Alcoa offer to Reynolds gets hostile

No. 1 aluminum maker to take all-cash bid to shareholders

$65 offer is below market

Some say No. 3 maker is being coy, hoping bid will increase

August 17, 1999|By NEW YORK TIMES NEWS SERVICE

Alcoa Inc., the world's largest aluminum producer, announced a $4.2 billion unsolicited all-cash bid yesterday for the rival Reynolds Metals Co., a day after Reynolds spurned Alcoa's friendly half-cash, half-stock offer.

To turn up the pressure, Alcoa also said it would take its hostile bid directly to Reynolds' shareholders and ask them to remove the company's board, which opposed Alcoa's first overture.

Alcoa's move comes as consolidation sweeps the global aluminum industry. On Wednesday, a two-continent, three-company deal was announced when Alcan Aluminium of Canada, Pechiney SA of France and Alusuisse Lonza Group AG of Switzerland agreed to a $17.6 billion merger. That deal would still leave Alcoa, based in Pittsburgh, in the No. 1 position globally.

The three-way global deal, however, left Reynolds, based in Richmond, Va., without a merger partner, and Alcoa swiftly moved the same day with its $65-a-share half-cash, half-stock offer for Reynolds. Yesterday, after the Reynolds board rejected that offer Sunday, Alcoa turned it into an all-cash deal.

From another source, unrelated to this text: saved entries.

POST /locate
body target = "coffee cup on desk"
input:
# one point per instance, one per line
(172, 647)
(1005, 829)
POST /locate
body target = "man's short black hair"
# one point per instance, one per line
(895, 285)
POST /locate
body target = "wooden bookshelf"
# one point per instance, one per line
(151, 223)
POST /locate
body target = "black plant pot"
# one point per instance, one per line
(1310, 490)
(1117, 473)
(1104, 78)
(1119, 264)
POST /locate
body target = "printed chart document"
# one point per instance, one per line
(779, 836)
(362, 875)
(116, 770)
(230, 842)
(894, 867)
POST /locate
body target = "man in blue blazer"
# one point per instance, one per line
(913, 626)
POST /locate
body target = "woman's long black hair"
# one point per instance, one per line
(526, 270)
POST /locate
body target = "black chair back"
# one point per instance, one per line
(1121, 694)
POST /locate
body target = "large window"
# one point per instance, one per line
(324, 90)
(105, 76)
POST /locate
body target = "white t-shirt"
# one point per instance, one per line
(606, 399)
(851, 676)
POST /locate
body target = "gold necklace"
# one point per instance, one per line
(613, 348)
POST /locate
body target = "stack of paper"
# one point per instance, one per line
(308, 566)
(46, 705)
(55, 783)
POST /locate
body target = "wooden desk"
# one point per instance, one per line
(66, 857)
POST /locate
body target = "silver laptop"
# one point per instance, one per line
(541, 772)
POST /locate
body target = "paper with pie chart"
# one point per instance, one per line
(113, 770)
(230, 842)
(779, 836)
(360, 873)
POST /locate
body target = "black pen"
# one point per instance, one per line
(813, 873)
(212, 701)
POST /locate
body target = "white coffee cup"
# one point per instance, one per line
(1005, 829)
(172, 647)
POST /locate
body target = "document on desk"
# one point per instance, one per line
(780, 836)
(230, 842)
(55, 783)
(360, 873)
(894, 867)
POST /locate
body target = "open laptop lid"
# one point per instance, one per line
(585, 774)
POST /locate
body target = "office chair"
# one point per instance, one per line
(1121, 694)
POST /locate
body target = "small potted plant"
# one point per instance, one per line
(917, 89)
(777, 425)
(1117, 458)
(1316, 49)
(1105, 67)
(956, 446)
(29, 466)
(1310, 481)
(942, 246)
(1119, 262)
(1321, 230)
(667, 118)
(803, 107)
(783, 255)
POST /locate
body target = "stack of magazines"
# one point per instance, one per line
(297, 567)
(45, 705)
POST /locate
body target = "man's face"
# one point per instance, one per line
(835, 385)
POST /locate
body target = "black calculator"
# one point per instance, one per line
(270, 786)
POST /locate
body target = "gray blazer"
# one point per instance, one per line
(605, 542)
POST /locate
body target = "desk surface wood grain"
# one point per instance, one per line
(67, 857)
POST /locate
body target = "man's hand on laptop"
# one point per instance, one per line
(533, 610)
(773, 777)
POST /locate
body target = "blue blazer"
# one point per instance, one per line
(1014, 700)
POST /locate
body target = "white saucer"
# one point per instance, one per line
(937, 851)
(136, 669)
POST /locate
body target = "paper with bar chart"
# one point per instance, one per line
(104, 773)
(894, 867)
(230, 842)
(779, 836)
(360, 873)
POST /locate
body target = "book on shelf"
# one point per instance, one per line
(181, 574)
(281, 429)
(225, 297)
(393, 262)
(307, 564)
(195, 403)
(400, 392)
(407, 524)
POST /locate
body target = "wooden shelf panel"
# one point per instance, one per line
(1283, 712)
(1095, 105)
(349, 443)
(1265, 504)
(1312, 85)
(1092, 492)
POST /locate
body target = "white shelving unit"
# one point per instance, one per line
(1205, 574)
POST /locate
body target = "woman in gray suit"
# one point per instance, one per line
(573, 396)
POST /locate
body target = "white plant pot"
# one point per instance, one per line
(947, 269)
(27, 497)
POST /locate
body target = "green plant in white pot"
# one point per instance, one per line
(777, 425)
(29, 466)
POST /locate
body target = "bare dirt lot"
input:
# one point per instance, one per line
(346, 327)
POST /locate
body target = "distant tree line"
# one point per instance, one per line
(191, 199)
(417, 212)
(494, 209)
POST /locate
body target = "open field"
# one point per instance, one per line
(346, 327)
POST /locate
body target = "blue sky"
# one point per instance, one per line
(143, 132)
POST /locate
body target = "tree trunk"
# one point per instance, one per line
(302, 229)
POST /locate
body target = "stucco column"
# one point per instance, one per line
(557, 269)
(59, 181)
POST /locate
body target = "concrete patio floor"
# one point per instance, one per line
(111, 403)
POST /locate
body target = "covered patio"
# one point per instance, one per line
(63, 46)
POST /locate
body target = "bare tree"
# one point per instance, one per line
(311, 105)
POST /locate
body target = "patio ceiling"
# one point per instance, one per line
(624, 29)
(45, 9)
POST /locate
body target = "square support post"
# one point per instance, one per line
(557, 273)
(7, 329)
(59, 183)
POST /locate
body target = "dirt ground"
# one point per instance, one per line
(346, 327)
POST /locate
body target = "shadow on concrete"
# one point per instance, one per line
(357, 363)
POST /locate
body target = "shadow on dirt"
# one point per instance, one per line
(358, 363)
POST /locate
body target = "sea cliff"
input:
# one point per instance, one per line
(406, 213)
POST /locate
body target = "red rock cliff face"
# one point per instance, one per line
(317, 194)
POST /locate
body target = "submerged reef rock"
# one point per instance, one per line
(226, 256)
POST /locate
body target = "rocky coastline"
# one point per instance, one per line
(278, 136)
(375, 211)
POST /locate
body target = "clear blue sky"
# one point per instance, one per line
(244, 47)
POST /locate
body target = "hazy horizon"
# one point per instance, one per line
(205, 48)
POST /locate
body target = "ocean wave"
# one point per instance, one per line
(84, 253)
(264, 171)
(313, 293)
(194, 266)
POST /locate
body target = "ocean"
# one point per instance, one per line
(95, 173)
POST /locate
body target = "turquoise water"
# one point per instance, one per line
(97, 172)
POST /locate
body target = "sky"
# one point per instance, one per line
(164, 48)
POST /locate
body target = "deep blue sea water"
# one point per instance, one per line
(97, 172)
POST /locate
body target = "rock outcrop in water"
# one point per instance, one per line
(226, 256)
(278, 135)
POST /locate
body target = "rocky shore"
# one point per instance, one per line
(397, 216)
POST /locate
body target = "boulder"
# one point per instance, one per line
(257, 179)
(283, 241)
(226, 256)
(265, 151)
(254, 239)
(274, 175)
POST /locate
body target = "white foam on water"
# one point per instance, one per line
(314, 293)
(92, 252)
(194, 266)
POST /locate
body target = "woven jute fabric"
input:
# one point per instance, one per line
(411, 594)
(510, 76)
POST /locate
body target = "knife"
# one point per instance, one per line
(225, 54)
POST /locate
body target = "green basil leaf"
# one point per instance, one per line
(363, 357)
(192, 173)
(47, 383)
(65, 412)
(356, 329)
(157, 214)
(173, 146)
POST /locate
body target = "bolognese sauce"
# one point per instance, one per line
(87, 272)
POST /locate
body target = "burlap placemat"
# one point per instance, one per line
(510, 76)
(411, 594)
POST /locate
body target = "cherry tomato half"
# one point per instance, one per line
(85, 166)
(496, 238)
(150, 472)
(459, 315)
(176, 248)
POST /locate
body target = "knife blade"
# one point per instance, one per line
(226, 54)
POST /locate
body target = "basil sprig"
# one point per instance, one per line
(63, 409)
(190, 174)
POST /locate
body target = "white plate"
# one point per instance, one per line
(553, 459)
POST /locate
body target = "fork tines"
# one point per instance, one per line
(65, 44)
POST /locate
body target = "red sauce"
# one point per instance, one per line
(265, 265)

With the assumption of debt, the offer totals $5.8 billion.

This global mating dance is being brought on by global overcapacity and aluminum prices that have hit five-year lows.

In an exchange of news releases yesterday, the two companies staked out their positions: Alcoa said it preferred to negotiate a "mutually agreeable merger," rather than a hostile one and said the proposed union would not run afoul of antitrust laws because an Alcoa-Reynolds merger was "complementary" and "not anti-competitive."

Reynolds said Alcoa's offer was "designed to serve Alcoa's own interest and not the interests of Reynolds Metals share-holders. Shareholders need take no action at this time."

But in a battle between the two companies, some analysts expect that Alcoa could well prevail, that the antitrust issues would be minimal and that the posturing taking place right now is simply a negotiating strategy designed to come to a price both sides can live with.

"Reynolds seems willing to be a bride and, as a matter of fact, for some time has been looking for a groom," said Manford Mallory, an analyst with Research Capital Corp., a brokerage firm in Toronto. "This is the proverbial courtship response that you would expect. If Reynolds said anything else, you'd be surprised. It's like the bride saying that the diamond is too small."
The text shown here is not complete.